Answer: The simplest scheme is to give each agent two keys:
Sly: K_1 and K_2 Cript: K_2 and (K_1 XOR K_2 XOR M) Trey: K_1 and (K_1 XOR K_2 XOR M)Any single agent has no information (we can redo the proof from part b), but any two agents can combine their keys to get the message.
e. (up to 20 bonus points) Suggest a scheme that scales to 99 out of 100 agents that doesn't require an unreasonable about of key data.
Answer: This question was a bit vague since I didn't specify what an "unreasonable amount of key data" was. The obvious extension of the previous answer would require 100! keys (which is clearly unreasonable).
Jae Pak suggests:
Agent_001 gets K_001 and K_001 XOR K_002 XOR ... K_099 XOR K_100 XOR M XOR K_100 Agent_002 gets K_002 and K_001 XOR K_002 XOR ... K_099 XOR K_100 XOR M XOR K_001 ... Agent_100 gets K_100 and K_001 XOR K_002 XOR ... K_099 XOR K_100 XOR M XOR K_099So, each agent has enough information to reconstruct M with every other key except one. Agent 007 can reconstruct the message with every agent's key except Agent 006's.

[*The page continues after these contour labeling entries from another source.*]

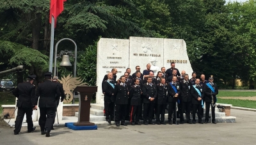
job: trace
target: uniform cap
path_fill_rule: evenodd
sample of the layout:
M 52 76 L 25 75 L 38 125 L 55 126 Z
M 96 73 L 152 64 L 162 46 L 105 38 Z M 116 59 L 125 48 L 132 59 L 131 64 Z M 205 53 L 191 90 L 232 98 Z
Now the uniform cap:
M 28 78 L 30 78 L 30 79 L 35 79 L 35 78 L 36 78 L 36 76 L 35 74 L 29 75 L 28 76 Z
M 47 72 L 44 74 L 44 76 L 52 76 L 52 73 L 51 72 Z

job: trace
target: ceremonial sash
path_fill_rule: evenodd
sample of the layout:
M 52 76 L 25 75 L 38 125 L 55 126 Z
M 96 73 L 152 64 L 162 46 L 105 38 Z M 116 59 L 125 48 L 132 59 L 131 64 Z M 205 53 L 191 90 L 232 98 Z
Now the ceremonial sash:
M 176 93 L 178 93 L 178 91 L 177 90 L 177 88 L 175 86 L 172 85 L 172 82 L 170 83 L 170 85 L 171 85 L 172 88 L 173 89 L 174 92 Z M 178 99 L 178 101 L 177 101 L 178 104 L 180 104 L 180 99 Z
M 196 90 L 196 91 L 198 93 L 199 96 L 201 97 L 202 94 L 201 94 L 201 92 L 200 92 L 200 90 L 197 88 L 196 88 L 195 85 L 193 85 L 193 86 L 194 86 L 194 88 Z M 202 108 L 204 108 L 204 101 L 203 101 L 203 99 L 201 99 L 201 105 L 202 105 Z
M 110 82 L 108 81 L 107 81 L 107 82 L 108 82 L 110 85 L 111 85 L 111 86 L 112 86 L 113 88 L 115 88 L 115 85 L 114 85 L 114 84 L 110 83 Z
M 206 83 L 206 85 L 208 86 L 208 87 L 211 89 L 211 90 L 212 90 L 212 92 L 215 93 L 215 90 L 213 88 L 212 86 L 209 83 Z M 216 102 L 217 102 L 217 97 L 216 97 Z

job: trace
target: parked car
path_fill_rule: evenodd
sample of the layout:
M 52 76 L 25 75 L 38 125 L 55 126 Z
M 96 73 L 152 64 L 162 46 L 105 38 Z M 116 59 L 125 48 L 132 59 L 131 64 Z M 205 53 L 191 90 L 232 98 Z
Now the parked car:
M 1 92 L 12 92 L 15 88 L 10 79 L 1 79 L 0 83 Z

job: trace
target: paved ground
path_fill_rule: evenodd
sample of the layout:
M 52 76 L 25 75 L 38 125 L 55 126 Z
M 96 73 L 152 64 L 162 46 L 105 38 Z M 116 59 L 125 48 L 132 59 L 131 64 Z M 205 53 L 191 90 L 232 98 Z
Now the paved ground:
M 233 109 L 231 114 L 237 123 L 99 126 L 79 131 L 56 127 L 50 137 L 38 128 L 29 134 L 22 128 L 17 135 L 13 128 L 0 128 L 0 144 L 255 144 L 256 112 Z
M 256 97 L 218 97 L 218 98 L 256 100 Z

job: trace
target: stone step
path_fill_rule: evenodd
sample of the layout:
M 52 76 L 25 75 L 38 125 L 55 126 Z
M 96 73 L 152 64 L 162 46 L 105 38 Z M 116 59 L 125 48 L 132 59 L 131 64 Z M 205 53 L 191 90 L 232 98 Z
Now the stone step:
M 90 108 L 90 114 L 96 116 L 104 116 L 103 110 L 99 110 L 94 108 Z
M 75 116 L 78 117 L 78 112 L 75 113 Z M 106 121 L 106 117 L 104 116 L 96 116 L 93 114 L 90 114 L 90 121 Z

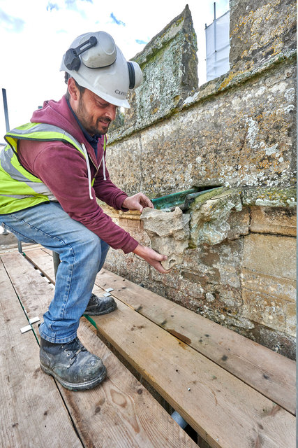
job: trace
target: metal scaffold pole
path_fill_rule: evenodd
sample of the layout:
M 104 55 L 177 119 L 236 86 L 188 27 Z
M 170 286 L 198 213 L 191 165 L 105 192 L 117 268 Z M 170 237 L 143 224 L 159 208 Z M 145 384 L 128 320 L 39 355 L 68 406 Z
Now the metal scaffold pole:
M 9 118 L 8 118 L 8 107 L 7 106 L 6 89 L 2 89 L 2 97 L 3 97 L 3 105 L 4 107 L 5 126 L 6 128 L 6 132 L 8 132 L 10 130 L 10 126 L 9 126 Z M 3 234 L 7 234 L 6 229 L 4 229 Z M 19 252 L 20 253 L 23 253 L 23 250 L 22 248 L 22 241 L 19 240 L 17 240 L 17 248 L 19 249 Z

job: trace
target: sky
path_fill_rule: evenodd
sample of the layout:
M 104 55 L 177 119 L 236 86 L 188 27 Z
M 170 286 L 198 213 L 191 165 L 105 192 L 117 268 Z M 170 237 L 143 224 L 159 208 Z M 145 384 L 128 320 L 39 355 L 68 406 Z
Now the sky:
M 73 41 L 89 31 L 105 31 L 129 60 L 186 4 L 198 38 L 199 85 L 206 82 L 205 24 L 214 20 L 212 0 L 0 0 L 0 143 L 4 141 L 2 89 L 6 90 L 10 128 L 30 120 L 47 99 L 66 92 L 63 55 Z M 216 1 L 216 17 L 229 9 Z

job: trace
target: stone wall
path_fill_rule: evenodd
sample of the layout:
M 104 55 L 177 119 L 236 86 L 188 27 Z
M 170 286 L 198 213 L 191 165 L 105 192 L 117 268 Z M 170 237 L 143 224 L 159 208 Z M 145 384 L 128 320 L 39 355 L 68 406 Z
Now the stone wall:
M 144 82 L 107 149 L 111 178 L 128 194 L 219 188 L 186 211 L 188 248 L 170 274 L 119 251 L 105 267 L 294 357 L 296 4 L 230 6 L 230 71 L 198 88 L 186 8 L 135 57 Z M 103 206 L 151 244 L 138 212 Z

This is a good scheme, but the desired security properties are not quite maintained. Any 2 adjacent agents can recover a third agent's key: agent 001 and agent 002 can conspire to determine K_100:
K_100 = (Agent_002's piece XOR Agent_001's piece XOR K_001)
Similarly, agent 002 and agent 003 can recover K_001. So, a
conspiracy of 67 agents can determine the message!
I don't believe there is any provably perfectly secure way to do this --- that is, any x-2 agents can produce no information, x-1 agents can produce M, and the total number of key bits is O (x * n) where n is the size of M. There's 50 bonus points for anyone who either produces such a scheme or proves that no such scheme exists.
There are many schemes for sharing secrets that do not use XOR and are not provably perfect. One approach is to use a system of linear equations. See Bruce Schneier, Applied Cryptography: Protocols, Algorithms, and Source Code in C, 2nd Edition, Section 23.2 for details.